Ecco che diventa importante un contatto, un colloquio, un confronto con le vittime dei reati. Così da superare l’odio e la sofferenza della pena. “Conosco il male – ha affermato Agnese Moro – perché anch’io so fare il male e l’ho fatto. E ho imparato che non si ferma da sé, se non c’è una decisione. Anche se dire basta non è sufficiente, bisogna essere in due a volerlo. Il male si ferma quando si ricuce un tessuto di umanità che è stato ferito”.

E sta proprio qua il difficile. La difficoltà sta proprio nel cercare di ricucire il “tessuto di umanità”. Difficile perché abbiamo le paure che ci hanno propinato i mass media, la paura del “mostro”, del diverso. La banalità dei luoghi comuni (“se sono dentro è perché hanno fatto qualcosa”, “metterli dentro e buttare via la chiave”), il non voler comprendere, informarsi, leggere le cose criticamente.

Tutte cose che ci ricorda Ilaria Cucchi: “Da quel giorno la nostra vita è cambiata drasticamente. Alla normale difficoltà nell’elaborare il lutto abbiamo dovuto aggiungere la difficoltà di capire ciò che è successo. Al di là della giustizia, che speriamo possa arrivare, abbiamo bisogno di sapere cosa è accaduto per poter andare avanti”. Ilaria non incolpa, in toto, le istituzioni. Dice piuttosto che “E’ evidente che l’errore è stato di singoli e so che ci sono tantissime persone che fanno questo lavoro con impegno e umanità. Individuando e non coprendo le responsabilità di qualcuno, si eviterà di far passare un messaggio sbagliato e far sì che certi episodi non ricapitino”.

Ilaria sottolinea, come Agnese Moro, questo termine: “umanità”. Un termine che non trovava posto nell’animo e nella vita di Giorgio Bazzega che quando ha due anni gli uccidono il padre.
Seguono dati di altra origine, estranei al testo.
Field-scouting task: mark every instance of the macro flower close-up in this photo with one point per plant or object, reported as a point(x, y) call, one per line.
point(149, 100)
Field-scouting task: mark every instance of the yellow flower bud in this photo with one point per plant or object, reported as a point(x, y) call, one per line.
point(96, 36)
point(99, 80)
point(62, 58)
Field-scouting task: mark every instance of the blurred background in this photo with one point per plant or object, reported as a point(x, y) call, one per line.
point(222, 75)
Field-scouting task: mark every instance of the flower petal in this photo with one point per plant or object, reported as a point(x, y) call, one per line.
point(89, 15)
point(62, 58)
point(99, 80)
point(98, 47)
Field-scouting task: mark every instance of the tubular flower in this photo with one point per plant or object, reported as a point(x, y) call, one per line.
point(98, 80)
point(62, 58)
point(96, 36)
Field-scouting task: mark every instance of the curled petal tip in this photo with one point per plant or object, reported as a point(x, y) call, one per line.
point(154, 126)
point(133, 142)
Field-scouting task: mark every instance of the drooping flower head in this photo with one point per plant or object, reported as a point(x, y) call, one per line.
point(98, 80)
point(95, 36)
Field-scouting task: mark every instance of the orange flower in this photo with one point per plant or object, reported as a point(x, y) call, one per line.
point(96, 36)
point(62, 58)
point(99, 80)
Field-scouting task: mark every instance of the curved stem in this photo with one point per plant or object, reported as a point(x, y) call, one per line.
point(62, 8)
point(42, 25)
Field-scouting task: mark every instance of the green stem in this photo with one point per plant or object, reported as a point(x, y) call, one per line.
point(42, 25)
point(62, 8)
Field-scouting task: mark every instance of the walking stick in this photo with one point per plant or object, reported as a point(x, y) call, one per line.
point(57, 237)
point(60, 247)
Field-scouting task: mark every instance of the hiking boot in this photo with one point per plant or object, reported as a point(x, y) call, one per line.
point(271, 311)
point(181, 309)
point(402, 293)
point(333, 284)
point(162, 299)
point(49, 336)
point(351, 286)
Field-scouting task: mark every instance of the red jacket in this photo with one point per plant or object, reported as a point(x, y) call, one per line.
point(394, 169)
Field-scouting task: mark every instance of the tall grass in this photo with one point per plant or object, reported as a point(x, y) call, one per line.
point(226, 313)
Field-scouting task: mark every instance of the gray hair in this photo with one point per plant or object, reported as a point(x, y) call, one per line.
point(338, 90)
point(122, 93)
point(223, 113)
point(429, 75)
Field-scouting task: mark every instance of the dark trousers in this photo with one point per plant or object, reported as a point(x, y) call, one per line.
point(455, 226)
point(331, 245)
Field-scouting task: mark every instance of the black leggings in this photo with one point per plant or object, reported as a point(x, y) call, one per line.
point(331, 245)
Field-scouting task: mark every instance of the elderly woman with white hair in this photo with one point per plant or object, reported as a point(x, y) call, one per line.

In lui c’era solo rabbia e rancore. Lui stesso ci racconta che la sua vita stava affogando nella cocaina e nelle cattive compagnie. Poi, attraverso un blog del giornalista Giovanni Fasanella, conosce Mario Ferrandi, ex di Prima Linea. All’inizio ci sono state grandi litigate. Poi s’incontrano e comincia a vedere in Ferrandi una persona e non un “mostro”. “Oggi – continua Bazzega – non ce l’ho con chi ha ucciso mio padre ed è stato a sua volta ucciso, ma con chi ha indottrinato, armato e mandato al macello quel ventenne. Ora con Mario siamo amici e mi è capitato di cercare un contatto con suo figlio, che sente tutto il peso di un cognome ingombrante”.

Già, i figli. Quelli che un detenuto, nel suo intervento, chiama “vittime senza volto”. Testimonianze di parenti di detenuti, di sorelle, di genitori. Chi si sente abbandonato da tutti, dalla società per un reato commesso da un familiare e chi vuole comunque restargli vicino e fargli sentire la presenza della famiglia “per spezzare la catena e reintegrare davvero una persona”.

Queste esperienze, siano essi vittime o colpevoli, cambiano completamente la propria vita. Silvia Giralucci, oggi giornalista, figlia di un assassinato dalle Br, pensava che l’unica soluzione fosse sbattere in galera i colpevoli e gettare via le chiavi mentre oggi si batte per i diritti dei detenuti. Un po’ quello che è avvenuto a Lorenzo Clemente a cui la camorra ha ammazzato la moglie e oggi lavora come volontario nel carcere di Nisida con l’obiettivo di “levare i figli alla camorra”.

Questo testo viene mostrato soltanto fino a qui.